Like the DoD’s supply chain cybersecurity requirements, it’s reasonable to envision the necessity and development of a trusted cybersecurity supply chain across our nation’s other critical infrastructure sectors. The information, practices and vulnerabilities shared among the critical infrastructure partner/provider ecosystem may not be nuclear-weapons-level sensitive, but it’s compromise can still result in grievous harm to our national interests and/or our nation’s economy.
Look no further than the physical and financial damage suffered during recent attacks on Colonial Pipeline (energy sector), Maersk (transportation sector) or Common Spirit (healthcare). The DoD’s cybersecurity supply chain risk management (SCRM) story provides us with an instructive window into the level of cybersecurity supply chain trust that will be required wherever future federal funds, not just DoD funds, are being expended.
The DoD’s SCRM journey is instructive for any business investment (recall the CPG goals), that envision long-term operational assurance. Operational assurance, business resilience and supply chain reliability will require trusted hardware components, trusted software and firmware libraries for those hardware devices, data transmission and cloud operations, and trusted people (developers, testers, implementers, users and auditors) to operate and maintain vigilance over those ecosystem platforms like electronic security systems.
When it comes to cybersecurity in the supply chain, trust is becoming synonymous with transparency, and transparency is becoming synonymous with auditability. “Trust but verify” is a long-lived security mantra that is beginning to make the technology journey from the garage to the white room a process we will soon audit with assurance at every level or reject.
The electronic security industry ecosystem of consultants, integrators, manufacturers and distributors serves our DoD and critical infrastructure sectors at every level.

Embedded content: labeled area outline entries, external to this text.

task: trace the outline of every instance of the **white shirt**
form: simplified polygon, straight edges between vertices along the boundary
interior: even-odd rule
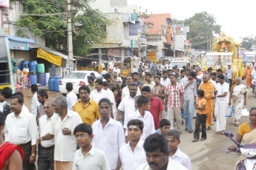
[[[53,118],[50,134],[54,135],[54,160],[73,161],[76,151],[76,140],[74,136],[64,135],[62,129],[68,128],[73,132],[75,127],[82,123],[79,115],[71,110],[68,110],[62,121],[59,114]]]
[[[120,69],[119,68],[116,69],[116,67],[114,67],[113,72],[116,72],[117,75],[119,75],[121,71],[120,71]]]
[[[124,131],[121,123],[109,118],[107,125],[104,127],[101,119],[93,123],[93,146],[102,151],[108,159],[111,169],[116,169],[119,151],[125,145]]]
[[[141,95],[140,89],[138,86],[137,87],[137,94],[139,95]],[[128,86],[126,86],[122,90],[122,99],[125,98],[128,95],[130,95],[130,91],[129,91],[129,88],[128,87]]]
[[[5,142],[16,145],[24,144],[31,141],[31,146],[36,144],[39,138],[35,117],[22,109],[16,118],[14,112],[9,114],[4,126]]]
[[[126,96],[121,101],[119,105],[118,106],[117,109],[125,112],[125,124],[128,123],[127,119],[129,115],[132,115],[135,112],[135,97],[132,98],[130,95]]]
[[[104,152],[91,147],[85,156],[80,148],[75,152],[73,162],[73,170],[110,170]]]
[[[252,73],[251,73],[253,79],[256,79],[256,70],[255,69],[253,69]]]
[[[102,75],[105,75],[105,74],[107,74],[107,73],[108,73],[108,72],[107,72],[106,70],[102,70],[102,71],[100,72],[100,74],[101,74]]]
[[[39,106],[40,103],[37,100],[37,92],[33,95],[32,103],[31,103],[31,113],[36,118],[37,115],[37,107]]]
[[[232,78],[232,74],[234,73],[234,70],[232,69],[227,69],[226,70],[226,76],[229,79]]]
[[[183,165],[181,165],[180,163],[172,160],[169,158],[168,161],[167,169],[166,170],[188,170],[186,168],[185,168]],[[151,170],[150,166],[148,166],[148,163],[141,164],[138,166],[137,170]]]
[[[23,69],[22,69],[22,72],[30,72],[30,69],[28,69],[28,68],[24,68]]]
[[[47,115],[43,115],[39,118],[39,135],[40,137],[50,133],[51,130],[51,123],[53,118],[56,117],[56,114],[53,113],[52,117],[49,119]],[[41,142],[42,146],[48,148],[54,145],[54,138],[48,140],[43,140]]]
[[[145,141],[148,136],[156,132],[152,115],[148,111],[145,111],[144,114],[144,118],[142,118],[139,110],[137,110],[134,114],[128,118],[126,123],[124,123],[124,128],[126,129],[125,136],[128,136],[127,124],[133,119],[139,119],[144,123],[143,134],[140,137],[143,141]]]
[[[143,140],[140,139],[134,152],[131,150],[130,141],[120,149],[119,157],[125,170],[134,170],[139,165],[147,162],[143,144]]]
[[[229,103],[229,85],[224,82],[223,85],[220,83],[217,84],[217,95],[220,95],[227,92],[226,95],[223,98],[216,98],[216,103]]]
[[[68,109],[73,110],[73,106],[77,102],[77,95],[73,91],[67,94]]]
[[[167,86],[171,84],[170,78],[167,78],[165,80],[163,80],[163,78],[162,78],[160,84],[167,87]]]
[[[96,89],[93,89],[90,94],[90,98],[98,103],[102,98],[108,98],[111,101],[108,94],[107,91],[103,89],[99,92]]]
[[[188,170],[191,170],[191,161],[189,157],[181,152],[179,148],[171,159],[180,163],[181,165],[187,168]]]
[[[114,64],[113,64],[112,61],[109,61],[108,65],[109,65],[109,69],[113,69],[114,68]]]

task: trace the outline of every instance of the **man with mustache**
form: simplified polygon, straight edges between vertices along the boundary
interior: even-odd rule
[[[160,134],[152,134],[143,145],[148,163],[141,164],[137,170],[187,169],[180,163],[169,158],[169,146],[166,137]]]
[[[82,123],[92,125],[95,120],[99,120],[98,103],[90,98],[90,89],[88,86],[80,86],[79,89],[80,101],[73,106],[73,111],[79,114]]]

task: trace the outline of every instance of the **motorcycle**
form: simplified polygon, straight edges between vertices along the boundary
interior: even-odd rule
[[[231,150],[229,148],[229,152],[236,152],[237,153],[242,154],[247,159],[242,160],[237,166],[236,169],[237,170],[256,170],[256,144],[243,144],[241,145],[236,140],[234,140],[232,137],[234,136],[232,132],[226,131],[224,133],[225,136],[229,137],[237,146],[234,150]]]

What business doesn’t have an alarm system at least? As an industry, we have a plethora of legacy systems with known cybersecurity vulnerabilities installed across the spectrum of critical infrastructure networks. Some have been isolated, firewalled, air-gapped or otherwise removed from exposure to the corporate or operational infrastructure, but many have not. Where vulnerability mitigations have been put in place, how are they monitored? If we wish to maintain our trusted partner status with DoD and our critical infrastructure client base, it is incumbent upon us to investigate, assess, test and mitigate those legacy vulnerabilities to the best of our ability.
Our clients are open to mitigation or upgrade discussions and would rather fund those efforts than right-of-boom cybersecurity incident clean-up costs. Go see them.
We have new cybersecurity tools increasingly available to our teams. Security device port and data flow monitoring equipment continue to offer additional mitigation for some of our legacy system vulnerabilities. Improved hardware trusted-platform-modules (TPMs) offer boot-up reliability. We have encryption for data when we turn it on. We have Open Supervised Device Protocol to finally free us from Weigand protocol vulnerabilities.
Educated electronic security industry partners will demonstrate value for their critical infrastructure clients by aligning their security offerings with DHS voluntary measure objectives, based on sector-specific vulnerability prioritization.
Our industry has a duty to our nation to continue to improve, and we’re demonstrating that we can. Auditable transparency provides a pathway for enduring trust. Let’s leverage the models our customers are building to maintain an enduring partnership with them.